Friday, February 8, 2008

The Holler


This is Salt Gum Holler, as recreated by Google Earth. This is the land my great, great grandfather Simon settled when he immigrated to Ohio from Germany. His son John built the house that my grandfather, father, and brother lived in at different points in their life. My aunt and uncle live in it now. My dad's aunt and her brood live in the branch of the holler that leads off to the right--they are the rebellious drunken side of the family. My aunt's (the one who lives in the homestead) inlaws live down the left fork. My dad's brother lives at the bottom of the picture, across the street from his cousin. My cousin lives in one of the trailers at the top left, and his aunt and cousin live in the other trailer.

The fields just above the fork in the road are fields my family farmed and plowed for generations and generations, only ceasing in the last few decades.

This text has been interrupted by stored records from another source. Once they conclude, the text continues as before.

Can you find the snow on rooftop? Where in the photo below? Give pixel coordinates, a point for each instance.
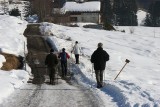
(86, 6)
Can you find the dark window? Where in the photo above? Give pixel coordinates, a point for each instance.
(73, 19)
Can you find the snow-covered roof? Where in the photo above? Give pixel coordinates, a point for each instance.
(82, 7)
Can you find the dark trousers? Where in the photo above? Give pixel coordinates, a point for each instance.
(64, 68)
(52, 72)
(99, 77)
(77, 58)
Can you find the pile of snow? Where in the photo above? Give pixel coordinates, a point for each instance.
(12, 42)
(138, 84)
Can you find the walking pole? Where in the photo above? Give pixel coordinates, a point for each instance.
(92, 75)
(127, 61)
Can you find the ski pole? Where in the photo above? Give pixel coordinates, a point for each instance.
(92, 76)
(127, 61)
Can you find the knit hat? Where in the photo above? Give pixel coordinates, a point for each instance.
(63, 49)
(100, 44)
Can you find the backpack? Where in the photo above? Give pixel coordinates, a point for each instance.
(63, 56)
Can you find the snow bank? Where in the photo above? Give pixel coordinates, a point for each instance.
(12, 42)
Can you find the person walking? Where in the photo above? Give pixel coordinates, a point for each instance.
(64, 56)
(51, 61)
(76, 51)
(99, 58)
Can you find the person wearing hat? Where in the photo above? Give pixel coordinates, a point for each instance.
(99, 58)
(76, 51)
(51, 61)
(64, 56)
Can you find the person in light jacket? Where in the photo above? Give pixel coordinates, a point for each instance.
(76, 51)
(99, 58)
(51, 61)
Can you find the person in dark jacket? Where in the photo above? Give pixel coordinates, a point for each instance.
(51, 61)
(64, 56)
(99, 58)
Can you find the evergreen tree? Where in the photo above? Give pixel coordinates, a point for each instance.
(107, 12)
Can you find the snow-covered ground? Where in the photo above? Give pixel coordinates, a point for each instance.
(11, 41)
(138, 84)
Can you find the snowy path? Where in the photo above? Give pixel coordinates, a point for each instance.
(60, 95)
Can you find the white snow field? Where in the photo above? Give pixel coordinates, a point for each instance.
(137, 85)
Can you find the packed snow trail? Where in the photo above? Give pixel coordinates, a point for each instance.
(60, 95)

My great grandfather built the barn on the homestead with logs he pulled from the Muskingum River during the great flood in the 1920s. Down the hill there is a machine shop where my grandfather kept an ancient lathe, as well as a root cellar, and a shack that has housed a nanny goat for I don't know how many years.

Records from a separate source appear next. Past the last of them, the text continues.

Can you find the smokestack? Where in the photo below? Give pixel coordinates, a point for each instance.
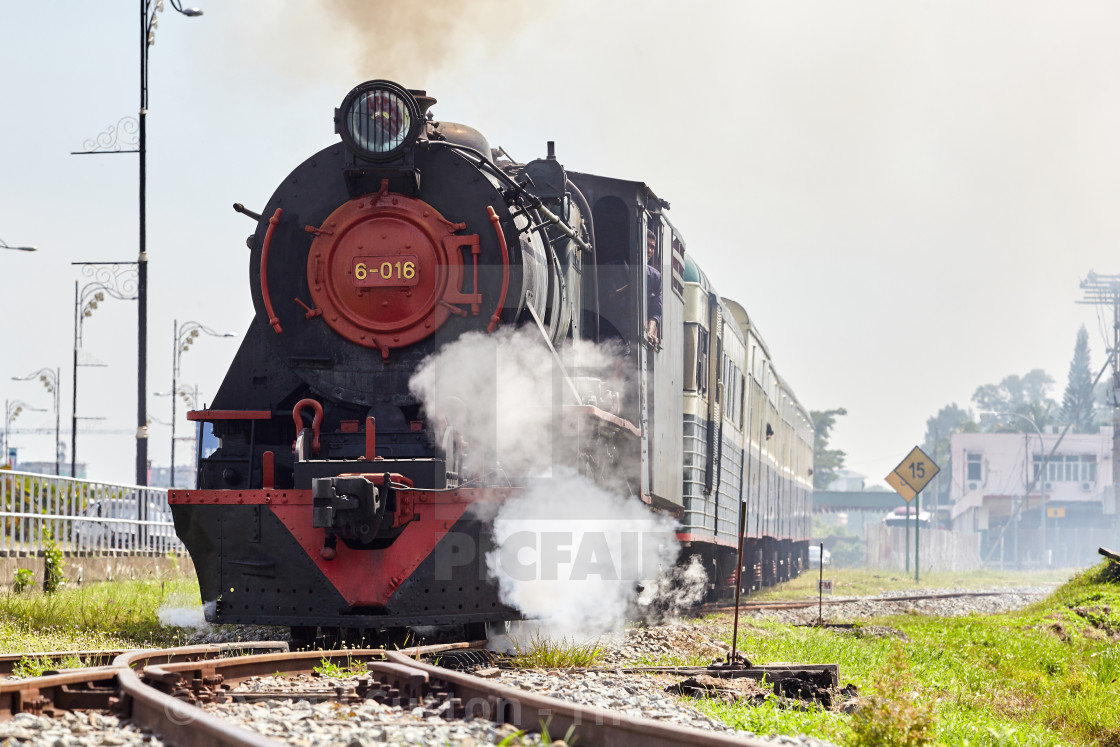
(422, 99)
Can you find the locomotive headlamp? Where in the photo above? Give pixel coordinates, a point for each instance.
(378, 120)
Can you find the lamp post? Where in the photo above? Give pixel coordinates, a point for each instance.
(11, 411)
(184, 338)
(3, 244)
(1042, 473)
(118, 282)
(148, 25)
(50, 380)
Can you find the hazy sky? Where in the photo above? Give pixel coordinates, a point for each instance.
(903, 195)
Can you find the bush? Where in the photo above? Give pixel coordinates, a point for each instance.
(894, 715)
(24, 579)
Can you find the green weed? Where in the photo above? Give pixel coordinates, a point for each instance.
(895, 713)
(54, 575)
(25, 577)
(543, 652)
(330, 669)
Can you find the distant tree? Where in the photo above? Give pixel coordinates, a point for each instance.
(1078, 400)
(950, 419)
(1026, 395)
(1102, 398)
(826, 460)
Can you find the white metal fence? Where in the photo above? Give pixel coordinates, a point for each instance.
(82, 516)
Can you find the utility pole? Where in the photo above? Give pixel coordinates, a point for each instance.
(1104, 290)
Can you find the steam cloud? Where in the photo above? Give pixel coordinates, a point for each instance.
(569, 552)
(179, 612)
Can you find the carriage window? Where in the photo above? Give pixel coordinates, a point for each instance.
(653, 330)
(691, 360)
(701, 360)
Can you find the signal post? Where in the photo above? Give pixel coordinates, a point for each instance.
(908, 478)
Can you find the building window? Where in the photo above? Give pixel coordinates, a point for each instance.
(1067, 467)
(976, 464)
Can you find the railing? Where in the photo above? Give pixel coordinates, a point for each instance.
(82, 516)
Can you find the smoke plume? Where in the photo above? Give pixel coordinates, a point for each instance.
(570, 552)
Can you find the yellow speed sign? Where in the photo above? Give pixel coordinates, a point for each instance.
(916, 469)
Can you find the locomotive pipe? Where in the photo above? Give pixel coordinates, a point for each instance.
(565, 229)
(585, 211)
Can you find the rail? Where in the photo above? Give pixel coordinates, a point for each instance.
(82, 516)
(161, 690)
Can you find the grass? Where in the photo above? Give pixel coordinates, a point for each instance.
(1044, 675)
(329, 669)
(851, 582)
(542, 652)
(106, 615)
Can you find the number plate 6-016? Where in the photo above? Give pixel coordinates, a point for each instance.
(380, 271)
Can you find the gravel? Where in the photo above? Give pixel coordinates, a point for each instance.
(369, 724)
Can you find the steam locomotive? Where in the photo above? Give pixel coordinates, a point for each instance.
(335, 501)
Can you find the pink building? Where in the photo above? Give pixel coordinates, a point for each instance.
(998, 485)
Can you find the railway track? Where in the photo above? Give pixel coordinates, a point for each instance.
(803, 604)
(173, 692)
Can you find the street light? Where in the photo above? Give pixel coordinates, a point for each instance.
(50, 380)
(3, 244)
(117, 282)
(148, 26)
(184, 338)
(1042, 473)
(11, 411)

This is where I spent my summers growing up. My parents worked, but my aunts and grandparents didn't, and I would spend all day with them on the front porch swing of the homestead, looking down into the valley out over the beautiful countryside and going for walks.

This piece of land and the people who live on it are an awfully big part of who I am. They are the reason I love country music and listen to it when I'm alone. They teach me what faithfulness and loyalty mean. They remind me to treat poor people well, and to take care of people you care about. This place is everything that holds us back, and everything that comforts and defines us. This has been home for 200 years.